Mostly, they obey their handlers.
The dogs at Westminster have nothing on these pooches.
They jump incredibly high.
They climb to dizzying heights.
And race down on command.
They chase criminals in impressive fashion.
You do not want to be on the wrong side of those teeth.
On this day, the flags fly at half mast.
Two police officers were among those killed in the line of duty in Fredericton, New Brunswick during a shooting spree. A local man is now charged with four counts of first-degree murder.
“It’s a grim reminder that police work can be very, very dangerous,” the facility’s commanding officer tells the audience. “The reality is, it’s a dangerous job.”
Dangerous for police service dogs, too.
Dozens have been killed in action. The stabbing death of one police dog sparked an outcry.
Canada went on to amend the Criminal Code to capture those who harm police service animals.

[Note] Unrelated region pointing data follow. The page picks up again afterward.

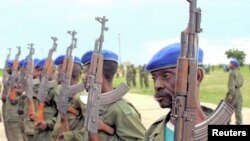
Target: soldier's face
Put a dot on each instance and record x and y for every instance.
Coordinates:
(164, 85)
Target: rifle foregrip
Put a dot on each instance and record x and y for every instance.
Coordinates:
(182, 75)
(69, 68)
(15, 65)
(99, 69)
(40, 112)
(31, 108)
(93, 64)
(13, 96)
(48, 67)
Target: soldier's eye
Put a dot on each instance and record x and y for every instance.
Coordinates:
(166, 76)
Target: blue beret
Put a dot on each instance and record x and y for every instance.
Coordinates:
(9, 63)
(21, 63)
(40, 63)
(59, 60)
(235, 62)
(107, 55)
(25, 63)
(167, 58)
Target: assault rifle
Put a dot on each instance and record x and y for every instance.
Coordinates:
(66, 90)
(6, 75)
(29, 82)
(46, 83)
(94, 86)
(183, 107)
(13, 78)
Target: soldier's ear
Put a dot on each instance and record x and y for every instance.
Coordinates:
(200, 75)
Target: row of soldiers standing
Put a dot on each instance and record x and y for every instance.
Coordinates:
(45, 100)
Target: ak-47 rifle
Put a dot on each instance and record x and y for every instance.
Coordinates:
(94, 86)
(183, 107)
(65, 76)
(6, 75)
(46, 83)
(13, 78)
(29, 83)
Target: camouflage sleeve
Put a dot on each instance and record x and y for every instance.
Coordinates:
(231, 84)
(76, 135)
(128, 124)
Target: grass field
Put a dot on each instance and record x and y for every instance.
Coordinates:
(213, 88)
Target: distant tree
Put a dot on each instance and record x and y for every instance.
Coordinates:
(237, 54)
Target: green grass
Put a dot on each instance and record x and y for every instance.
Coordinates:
(213, 88)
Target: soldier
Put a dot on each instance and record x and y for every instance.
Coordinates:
(5, 93)
(129, 75)
(26, 121)
(76, 121)
(121, 115)
(163, 70)
(141, 76)
(145, 76)
(133, 75)
(14, 118)
(235, 82)
(44, 128)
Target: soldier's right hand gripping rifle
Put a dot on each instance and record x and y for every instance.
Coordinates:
(6, 75)
(29, 83)
(183, 107)
(13, 78)
(94, 86)
(45, 83)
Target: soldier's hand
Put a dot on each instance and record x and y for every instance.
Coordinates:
(229, 99)
(60, 138)
(31, 116)
(3, 98)
(106, 128)
(41, 125)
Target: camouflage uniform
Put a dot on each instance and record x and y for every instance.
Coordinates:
(156, 131)
(12, 120)
(126, 120)
(76, 123)
(28, 125)
(235, 82)
(50, 114)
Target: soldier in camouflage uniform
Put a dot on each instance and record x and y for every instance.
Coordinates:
(235, 82)
(13, 128)
(141, 76)
(120, 115)
(26, 122)
(76, 122)
(43, 129)
(163, 70)
(6, 92)
(133, 75)
(129, 75)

Several charges have since been laid under Quanto’s Law.
The newly renovated memorial park pays homage to them all.
Twenty years ago, the Mounties would acquire dogs from other agencies or breeders.
But as the worldwide demand for highly-skilled working dogs increased, the RCMP launched its own breeding program in 1999.
After the Sept. 11 terrorist attacks in the United States, American agencies bought the world’s supply of German shepherds creating a global shortage, the dog handlers explained.
By that time, the RCMP’s breeding program was well underway with scientific accuracy. Training has also been modified to suit male and female dogs to ensure they get the most out of a dog’s 5-year career.
And of course, as part of the public demonstration officers unleashed the puppies.
There is still time to catch the show at the PDSTC, which take place Wednesday afternoons during the summer months until Labour Day.